Dive Brief:
- Massachusetts' Supreme Judicial Court has prohibited state regulators from approving contracts requiring electric utility customers to support development of gas pipelines, throwing a major project in the state into doubt.
- The decision puts pressure on Spectra Energy's Access Northeast project, which Eversource Energy and National Grid had signed on to support.
- Massachusetts Attorney General Maura Healey hailed the decision as a win for consumers, saying it means pipeline developers "will need to find a source of financing other than electric ratepayers’ wallets.”
Dive Insight:
New England still needs gas, but following a decision by the Massachusetts' high court, regulators in that state will need to find another way to support development of transportation options.

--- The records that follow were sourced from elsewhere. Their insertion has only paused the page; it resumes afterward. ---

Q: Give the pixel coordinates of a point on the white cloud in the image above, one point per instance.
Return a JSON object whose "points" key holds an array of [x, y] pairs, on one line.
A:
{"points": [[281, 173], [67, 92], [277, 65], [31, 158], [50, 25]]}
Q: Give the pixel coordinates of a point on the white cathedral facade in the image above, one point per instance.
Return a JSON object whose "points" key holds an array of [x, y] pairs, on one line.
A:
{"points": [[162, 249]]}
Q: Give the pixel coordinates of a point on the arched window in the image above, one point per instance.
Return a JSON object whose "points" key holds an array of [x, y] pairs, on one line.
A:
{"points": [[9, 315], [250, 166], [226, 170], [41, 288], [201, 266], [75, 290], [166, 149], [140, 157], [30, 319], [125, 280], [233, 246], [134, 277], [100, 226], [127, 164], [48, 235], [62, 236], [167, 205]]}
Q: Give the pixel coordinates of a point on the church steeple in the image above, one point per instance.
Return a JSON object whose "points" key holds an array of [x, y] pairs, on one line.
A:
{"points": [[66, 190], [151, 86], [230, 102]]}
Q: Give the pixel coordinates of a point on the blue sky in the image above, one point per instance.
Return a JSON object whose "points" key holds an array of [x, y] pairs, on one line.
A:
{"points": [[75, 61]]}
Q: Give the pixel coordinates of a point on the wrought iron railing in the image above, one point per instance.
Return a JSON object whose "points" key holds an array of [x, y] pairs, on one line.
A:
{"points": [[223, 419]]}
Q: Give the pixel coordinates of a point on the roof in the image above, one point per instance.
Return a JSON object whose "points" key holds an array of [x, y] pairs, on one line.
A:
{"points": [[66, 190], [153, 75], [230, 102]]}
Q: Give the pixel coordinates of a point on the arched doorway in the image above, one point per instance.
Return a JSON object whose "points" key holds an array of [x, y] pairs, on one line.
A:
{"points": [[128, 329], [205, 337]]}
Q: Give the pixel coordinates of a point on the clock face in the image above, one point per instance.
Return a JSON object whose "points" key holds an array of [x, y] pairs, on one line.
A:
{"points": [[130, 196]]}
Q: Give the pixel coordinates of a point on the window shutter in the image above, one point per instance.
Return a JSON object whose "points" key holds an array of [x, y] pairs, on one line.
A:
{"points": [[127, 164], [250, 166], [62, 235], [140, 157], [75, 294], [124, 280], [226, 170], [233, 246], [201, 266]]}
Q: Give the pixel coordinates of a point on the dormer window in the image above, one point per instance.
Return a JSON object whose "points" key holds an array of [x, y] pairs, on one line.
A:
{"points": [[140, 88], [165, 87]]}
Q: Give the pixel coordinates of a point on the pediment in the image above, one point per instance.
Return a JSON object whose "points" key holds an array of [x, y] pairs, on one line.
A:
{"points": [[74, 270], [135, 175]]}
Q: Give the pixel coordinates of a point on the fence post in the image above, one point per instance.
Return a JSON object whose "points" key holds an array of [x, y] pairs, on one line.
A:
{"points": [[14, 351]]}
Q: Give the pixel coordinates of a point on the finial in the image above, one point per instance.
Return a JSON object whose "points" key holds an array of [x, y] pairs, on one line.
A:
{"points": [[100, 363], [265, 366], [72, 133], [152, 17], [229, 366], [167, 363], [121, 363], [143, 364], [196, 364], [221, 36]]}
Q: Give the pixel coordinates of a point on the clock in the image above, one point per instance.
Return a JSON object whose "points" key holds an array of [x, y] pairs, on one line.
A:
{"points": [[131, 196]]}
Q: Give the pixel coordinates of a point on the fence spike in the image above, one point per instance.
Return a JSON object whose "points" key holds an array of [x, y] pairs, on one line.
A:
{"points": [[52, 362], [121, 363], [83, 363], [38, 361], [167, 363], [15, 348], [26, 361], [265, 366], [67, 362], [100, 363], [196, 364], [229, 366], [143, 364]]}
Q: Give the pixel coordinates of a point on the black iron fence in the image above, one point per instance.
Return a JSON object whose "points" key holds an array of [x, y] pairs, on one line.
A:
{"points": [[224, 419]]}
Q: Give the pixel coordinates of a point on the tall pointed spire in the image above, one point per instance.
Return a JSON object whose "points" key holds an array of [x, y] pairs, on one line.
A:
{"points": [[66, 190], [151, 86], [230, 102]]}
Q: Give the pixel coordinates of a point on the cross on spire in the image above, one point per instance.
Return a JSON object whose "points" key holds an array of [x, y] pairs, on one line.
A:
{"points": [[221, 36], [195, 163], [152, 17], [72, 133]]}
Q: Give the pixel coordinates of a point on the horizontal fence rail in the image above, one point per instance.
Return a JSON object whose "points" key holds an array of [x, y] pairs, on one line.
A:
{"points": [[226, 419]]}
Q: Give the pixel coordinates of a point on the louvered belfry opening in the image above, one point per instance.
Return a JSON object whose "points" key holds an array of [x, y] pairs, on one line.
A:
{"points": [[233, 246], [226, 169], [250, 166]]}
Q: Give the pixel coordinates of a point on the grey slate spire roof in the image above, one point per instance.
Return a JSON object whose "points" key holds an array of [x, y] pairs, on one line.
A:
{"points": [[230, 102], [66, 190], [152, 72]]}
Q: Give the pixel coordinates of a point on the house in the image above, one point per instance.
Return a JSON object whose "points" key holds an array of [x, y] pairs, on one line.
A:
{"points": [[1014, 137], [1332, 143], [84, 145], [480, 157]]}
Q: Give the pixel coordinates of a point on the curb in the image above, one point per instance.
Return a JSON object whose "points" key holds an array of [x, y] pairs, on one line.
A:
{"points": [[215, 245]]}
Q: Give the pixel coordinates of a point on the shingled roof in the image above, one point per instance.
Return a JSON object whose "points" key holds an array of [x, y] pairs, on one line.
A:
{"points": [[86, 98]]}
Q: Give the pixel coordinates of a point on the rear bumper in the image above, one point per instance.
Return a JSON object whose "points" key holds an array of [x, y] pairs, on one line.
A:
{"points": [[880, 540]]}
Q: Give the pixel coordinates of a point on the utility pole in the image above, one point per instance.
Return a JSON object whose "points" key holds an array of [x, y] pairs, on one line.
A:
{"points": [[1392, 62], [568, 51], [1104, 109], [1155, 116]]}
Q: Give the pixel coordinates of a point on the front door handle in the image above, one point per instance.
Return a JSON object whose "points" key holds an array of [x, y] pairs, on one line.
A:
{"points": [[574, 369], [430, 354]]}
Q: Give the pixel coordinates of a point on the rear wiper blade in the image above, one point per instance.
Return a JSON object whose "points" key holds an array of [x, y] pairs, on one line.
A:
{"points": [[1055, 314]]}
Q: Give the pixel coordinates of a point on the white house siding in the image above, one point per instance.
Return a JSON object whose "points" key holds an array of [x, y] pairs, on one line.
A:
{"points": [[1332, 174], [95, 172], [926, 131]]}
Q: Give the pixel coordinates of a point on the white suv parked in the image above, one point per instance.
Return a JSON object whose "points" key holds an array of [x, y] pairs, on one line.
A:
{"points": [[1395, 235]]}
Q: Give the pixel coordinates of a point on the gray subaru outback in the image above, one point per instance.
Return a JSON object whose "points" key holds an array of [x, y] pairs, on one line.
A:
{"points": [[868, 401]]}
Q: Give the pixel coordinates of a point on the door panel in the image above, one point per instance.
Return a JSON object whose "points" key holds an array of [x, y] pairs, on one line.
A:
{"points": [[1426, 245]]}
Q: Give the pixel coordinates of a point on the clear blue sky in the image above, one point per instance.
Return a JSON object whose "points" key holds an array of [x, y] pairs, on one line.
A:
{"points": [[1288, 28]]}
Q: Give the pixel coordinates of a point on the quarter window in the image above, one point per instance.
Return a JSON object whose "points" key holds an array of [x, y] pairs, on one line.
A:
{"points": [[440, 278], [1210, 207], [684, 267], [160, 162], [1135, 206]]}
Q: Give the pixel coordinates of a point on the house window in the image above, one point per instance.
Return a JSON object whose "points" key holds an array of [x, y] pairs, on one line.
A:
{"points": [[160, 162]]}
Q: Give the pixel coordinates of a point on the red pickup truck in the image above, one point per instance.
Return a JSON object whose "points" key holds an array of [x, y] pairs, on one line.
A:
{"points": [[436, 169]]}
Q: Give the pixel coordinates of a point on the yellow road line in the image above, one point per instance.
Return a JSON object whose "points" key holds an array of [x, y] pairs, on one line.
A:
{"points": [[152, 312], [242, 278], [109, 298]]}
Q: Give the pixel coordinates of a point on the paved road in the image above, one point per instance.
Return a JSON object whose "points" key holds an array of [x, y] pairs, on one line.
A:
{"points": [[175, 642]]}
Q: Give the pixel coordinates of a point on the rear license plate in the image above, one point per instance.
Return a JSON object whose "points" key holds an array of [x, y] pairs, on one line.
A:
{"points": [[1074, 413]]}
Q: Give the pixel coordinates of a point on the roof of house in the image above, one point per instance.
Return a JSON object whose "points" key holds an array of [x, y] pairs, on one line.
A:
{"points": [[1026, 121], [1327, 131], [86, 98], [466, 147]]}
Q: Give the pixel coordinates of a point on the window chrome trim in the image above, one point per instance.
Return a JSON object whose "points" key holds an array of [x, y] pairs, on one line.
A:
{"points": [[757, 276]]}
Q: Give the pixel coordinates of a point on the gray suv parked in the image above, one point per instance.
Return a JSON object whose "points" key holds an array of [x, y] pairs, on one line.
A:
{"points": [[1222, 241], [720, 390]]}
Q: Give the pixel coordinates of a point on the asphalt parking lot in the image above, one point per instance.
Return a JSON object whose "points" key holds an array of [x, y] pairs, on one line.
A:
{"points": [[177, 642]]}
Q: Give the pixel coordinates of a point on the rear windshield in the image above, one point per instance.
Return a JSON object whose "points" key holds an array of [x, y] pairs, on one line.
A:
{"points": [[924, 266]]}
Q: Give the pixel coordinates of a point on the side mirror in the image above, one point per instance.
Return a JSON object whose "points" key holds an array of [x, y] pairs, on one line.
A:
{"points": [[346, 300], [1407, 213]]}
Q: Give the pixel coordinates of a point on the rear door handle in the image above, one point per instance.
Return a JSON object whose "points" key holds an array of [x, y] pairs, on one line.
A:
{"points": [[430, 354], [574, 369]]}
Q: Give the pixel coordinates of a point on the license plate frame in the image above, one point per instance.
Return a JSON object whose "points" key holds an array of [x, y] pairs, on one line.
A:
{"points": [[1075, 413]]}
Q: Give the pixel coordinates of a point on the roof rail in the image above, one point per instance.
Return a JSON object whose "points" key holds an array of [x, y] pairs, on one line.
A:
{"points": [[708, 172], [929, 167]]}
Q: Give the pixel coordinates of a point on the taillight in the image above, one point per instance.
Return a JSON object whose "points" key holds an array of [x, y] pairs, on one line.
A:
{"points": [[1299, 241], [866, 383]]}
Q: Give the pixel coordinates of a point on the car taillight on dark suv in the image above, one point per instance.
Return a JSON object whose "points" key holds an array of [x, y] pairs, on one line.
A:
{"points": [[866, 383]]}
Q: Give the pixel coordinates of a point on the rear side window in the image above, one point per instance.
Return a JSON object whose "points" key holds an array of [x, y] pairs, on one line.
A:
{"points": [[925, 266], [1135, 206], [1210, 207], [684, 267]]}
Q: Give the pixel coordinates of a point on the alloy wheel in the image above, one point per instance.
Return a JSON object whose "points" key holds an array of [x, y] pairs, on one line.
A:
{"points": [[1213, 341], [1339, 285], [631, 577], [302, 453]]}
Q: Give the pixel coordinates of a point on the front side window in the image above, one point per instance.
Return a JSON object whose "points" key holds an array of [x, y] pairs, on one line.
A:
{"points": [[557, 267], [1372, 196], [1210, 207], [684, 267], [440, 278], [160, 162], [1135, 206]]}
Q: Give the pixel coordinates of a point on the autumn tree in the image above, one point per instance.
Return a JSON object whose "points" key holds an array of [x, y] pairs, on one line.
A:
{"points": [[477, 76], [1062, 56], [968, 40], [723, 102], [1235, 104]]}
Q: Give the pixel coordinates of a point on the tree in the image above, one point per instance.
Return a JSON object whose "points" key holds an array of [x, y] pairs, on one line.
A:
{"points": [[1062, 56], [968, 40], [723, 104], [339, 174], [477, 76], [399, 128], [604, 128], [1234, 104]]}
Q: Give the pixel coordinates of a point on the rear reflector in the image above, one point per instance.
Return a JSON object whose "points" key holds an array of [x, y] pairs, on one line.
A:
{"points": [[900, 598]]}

"Requiring electric ratepayers to pay for new natural gas pipeline capacity effectively shifts the risks associated with building these projects to ratepayers, contrary to the state’s policies of the past two decades," Healey said in a statement.
Healey has been an opponent of utility customers supporting pipeline development, releasing a study last year that questioned the need for more natural gas pipeline capacity in New England. Demand response and energy efficiency, it said, were the cheapest ways to meet growing demand.
A spokesman for Spectra Energy said the company “is extremely disappointed with the decision,” according to Bloomberg. And Caroline Pretyman, a spokeswoman for Eversource Energy, told the news outlet that the decision leaves the region's gas supply in a "precarious" position.
The 1 Bcf expansion included upgrading existing pipeline facilities and storage assets, with a goal of supplying electric generation markets in the gas-constrained region.
But opponents say it unfairly places risk on electric customers, contrary to the state's longstanding policies. And the court's decision backed that concern.
Requiring electric customers to support the line would "reexpose ratepayers to the types of financial risks from which the Legislature sought to protect them," the court determined.
According to AG Healey, the decision "makes clear that if pipeline developers want to build new projects in this state, they will need to find a source of financing other than electric ratepayers’ wallets," Healey said. The decision "confirms our longstanding position that existing law bars electric distribution companies from using ratepayer money to foot the bill for natural gas pipelines."
The Access Northeast Project would upgrade the existing Algonquin Gas Transmission system and add regional liquefied natural gas storage assets in New England. According to Spectra, the project would boost peak day deliveries, on the coldest winter day, up to 925,000 dekatherms per day of natural gas, enough for approximately 5,000 MW of electric generation.